I've always been very open about the size of a church. If a church of 25 people is really worshiping God and serving Him in a meaningful way, then that's great! Similarly, if a church of 2500 is really worshiping God and serving Him in a meaningful way, then that's great too! For obvious reasons, the larger church in this comparison is more likely to be really worshiping and meaningfully serving because there are plenty of people to do ministry and funds to back it all up. But if the little church can pull it off, more power to 'em! Size doesn't matter.

As I was checking in on some of the Big Shots in my blogroll, I found a great post from the Internet Monk about the lack of biblical support for a "secret rapture" and was enjoying it thoroughly. I generally seem to enjoy a post more when I agree with it! Then I started in on what promised to be a long string of comments after the post. I hadn't even reached the tenth comment when I hit a sentence which made me stop dead in my tracks:
I’ve had a similar experience, except that my church is too big for me to actually talk with my pastor.
Stop. Rewind.
...my church is too big for me to actually talk with my pastor.

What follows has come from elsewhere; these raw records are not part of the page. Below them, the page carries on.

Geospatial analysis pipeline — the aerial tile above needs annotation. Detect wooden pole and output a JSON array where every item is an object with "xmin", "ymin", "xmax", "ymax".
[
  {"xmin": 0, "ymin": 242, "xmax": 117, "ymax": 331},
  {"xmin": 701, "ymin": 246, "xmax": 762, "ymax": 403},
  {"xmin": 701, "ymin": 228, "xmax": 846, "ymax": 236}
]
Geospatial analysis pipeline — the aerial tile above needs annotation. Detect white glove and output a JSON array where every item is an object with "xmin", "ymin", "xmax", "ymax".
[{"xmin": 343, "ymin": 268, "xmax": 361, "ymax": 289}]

Now maybe for many of you, that sentence means nothing. But as a pastor, that sentence breaks my heart.

I understand the way larger churches operate -- a series of pastors on staff taking care of different responsibilities with pastoral care, teaching, shepherding, visitation, administration, music, small groups, youth -- but what kind of church is too big for an individual to not be able to talk with his or her pastor. One of the major roles of the pastor is to be the spiritual leader of the congregation. What kind of spiritual leader is not accessible?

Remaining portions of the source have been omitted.